In der europäischen Bevölkerung kommt ein Adrenogenitales Syndrom bei ca. 1:5.000 Neugeborenen vor. Damit handelt es sich um eine der häufigsten angeborenen Stoffwechselerkrankungen.
Beim AGS kommt es aufgrund von Enzymdefekten zu einer Störung der Hormonproduktion in der Nebennierenrinde.
In über 90 Prozent der Fälle besteht ein Defekt der 21-Hydroxylase, in selteneren Fällen sind andere Enzyme betroffen.
Bei allen Formen des AGS ist die Bildung von Cortisol ("Stresshormon") gestört, bei einigen Formen auch die Bildung von Aldosteron ("Salzhormon"). Bei nahezu allen Formen des AGS kommt es reaktiv in der Nebennierenrinde zu einer vermehrten Bildung von Androgenen (männlichen Hormonen), dies führt bei Mädchen zu einer Virilisierung (Vermännlichung) des äußeren Genitales. Die Entwicklung des inneren Genitale (Eierstöcke, Gebärmutter, oberer Teil der Vagina) ist nicht verändert.

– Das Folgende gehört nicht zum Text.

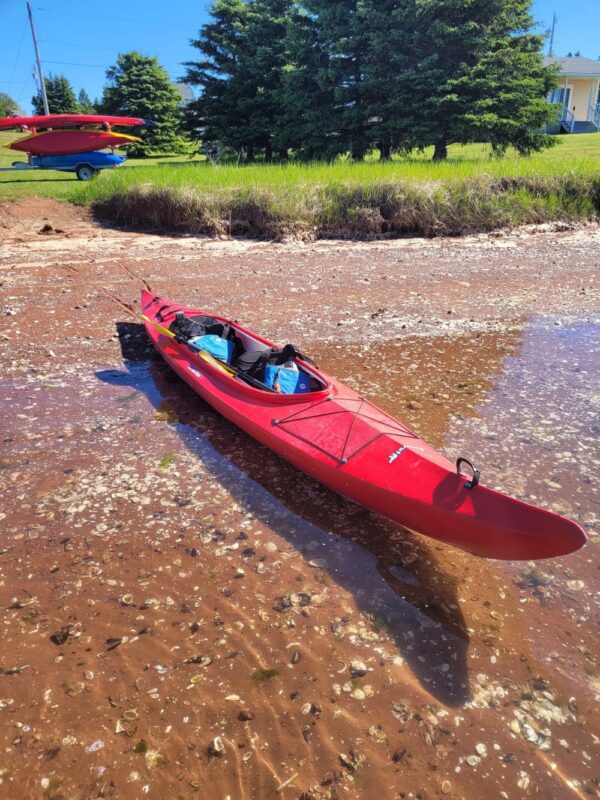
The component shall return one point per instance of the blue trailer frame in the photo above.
(84, 165)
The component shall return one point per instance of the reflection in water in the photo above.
(537, 431)
(392, 574)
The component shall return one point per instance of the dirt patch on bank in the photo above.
(186, 615)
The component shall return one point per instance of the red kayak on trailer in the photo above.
(64, 142)
(349, 444)
(58, 121)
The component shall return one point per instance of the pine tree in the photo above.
(387, 89)
(478, 76)
(61, 97)
(8, 106)
(343, 42)
(242, 75)
(138, 86)
(308, 98)
(85, 104)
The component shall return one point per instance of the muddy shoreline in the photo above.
(171, 587)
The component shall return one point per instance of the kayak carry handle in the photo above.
(475, 479)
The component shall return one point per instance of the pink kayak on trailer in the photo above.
(346, 442)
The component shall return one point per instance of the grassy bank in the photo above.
(470, 192)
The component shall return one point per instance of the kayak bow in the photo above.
(349, 444)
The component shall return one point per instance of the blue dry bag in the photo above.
(215, 345)
(286, 381)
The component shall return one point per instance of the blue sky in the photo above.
(80, 40)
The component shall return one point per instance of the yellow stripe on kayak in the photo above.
(202, 353)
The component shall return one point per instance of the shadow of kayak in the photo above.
(392, 574)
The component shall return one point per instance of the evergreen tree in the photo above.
(478, 75)
(241, 75)
(308, 94)
(85, 104)
(342, 39)
(61, 97)
(8, 106)
(139, 87)
(387, 89)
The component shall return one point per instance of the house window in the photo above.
(561, 96)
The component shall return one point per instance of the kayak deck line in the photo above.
(344, 457)
(347, 443)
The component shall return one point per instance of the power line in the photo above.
(99, 47)
(136, 20)
(12, 77)
(75, 64)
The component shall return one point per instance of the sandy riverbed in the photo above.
(167, 582)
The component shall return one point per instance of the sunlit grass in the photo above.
(470, 191)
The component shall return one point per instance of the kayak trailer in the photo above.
(84, 165)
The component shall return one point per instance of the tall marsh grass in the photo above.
(412, 196)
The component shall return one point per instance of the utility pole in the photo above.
(39, 62)
(551, 45)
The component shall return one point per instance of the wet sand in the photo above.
(188, 616)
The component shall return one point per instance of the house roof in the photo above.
(575, 66)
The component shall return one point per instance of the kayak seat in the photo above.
(203, 333)
(276, 368)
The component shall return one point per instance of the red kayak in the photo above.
(64, 142)
(58, 121)
(349, 444)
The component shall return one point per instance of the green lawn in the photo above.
(578, 154)
(471, 191)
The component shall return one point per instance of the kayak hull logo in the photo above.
(393, 456)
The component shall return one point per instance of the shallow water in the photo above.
(122, 482)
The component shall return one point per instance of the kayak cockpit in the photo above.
(224, 349)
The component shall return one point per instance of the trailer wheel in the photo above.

Anhand des klinischen Bildes und dem Zeitpunkt der Manifestation der Erkrankung werden verschiedene Formen des AGS unterschieden:
Bei der klassischen Form des 21-Hydroxylase-Defekts kommt es beim weiblichen Neugeborenen zu einer mehr oder weniger ausgeprägten Virilisierung des äußeren Genitale. Die Veränderungen können von einer alleinigen Klitorishypertrophie (Vergrößerung der Klitoris) bis zum Erscheinen des äußeren Genitale wie bei einem Knaben reichen.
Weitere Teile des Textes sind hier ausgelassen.